Wednesday, April 29, 2009

Genesis and The theory of evolution

John Clayton, promoter of the “Does God Exist?” program, In his book, ‘The Source’ wrote:

“Ever since the first ideas about evolution appeared around 900 B.C., men have viewed the subject as an adamantly opposed concept to the concept of a supreme being. . . If we look carefully at the issues about which we are talking, however, we can find that evolution and the Bible show amazing agreement on almost all issues and that one is not mutually exclusive of the other. . .”

The theory that all life on this planet evolved over time from atoms floating in some biotic soup is the way that God chose to do it as many “theistic evolutionists” have accepted this basic scientific framework of evolution. And they see no conflict between this and the teaching of Genesis 1. In fact, some would say that Genesis 1 supports such a view. After all, if God is a creative God, why should he not take time to do it?

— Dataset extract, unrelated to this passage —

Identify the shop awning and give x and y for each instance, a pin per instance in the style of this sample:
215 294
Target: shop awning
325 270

Each of the Bible spokesmen treated the Genesis record of origins as literal history and actually it was written against the flawed polytheistic and pantheistic accounts of creation found in the Ancient Near East at that time. Genesis was not written as a science book to answer questions from physicists or biologists living in the 21st Century. This is vitally important to grasp hold of, for it sets the opening chapters of Genesis into their rightful context, to a time when people knew nothing about microbes or supernovas. Theologians claim it is not important what Genesis says, only what it means. They feel Genesis is meant only to teach us that God is Creator, but it is done in symbolic terms because in reality the words really mean God used evolution.


Dr Earnest Lucas - Can we believe Genesis today? : “It is argued that the more closely one looks at Genesis 1 in the light of the religious ideas with which the Hebrews had to do battle, the clearer it is that the meaning of the Genesis passage is essentially theological, not scientific. It deals with the questions which theology asks, not those which science asks. Those theological questions are just as relevant today as they were 3,000 years ago. They are more important than the scientific questions, since they go to the heart of the meaning and purpose of the universe in a way that science cannot”
Darwin himself never argued against the existence of God. From the second edition of his Origin of the Species, first published in 1859, he inserted a reference to the Creator who "originally breathed life with its several powers into a few forms or into one”

The Catechism of the Catholic Church tells us how to read Genesis: “The account of the fall in Genesis 3 uses figurative language, but affirms a primeval event, a deed that took place at the beginning of the history of man.”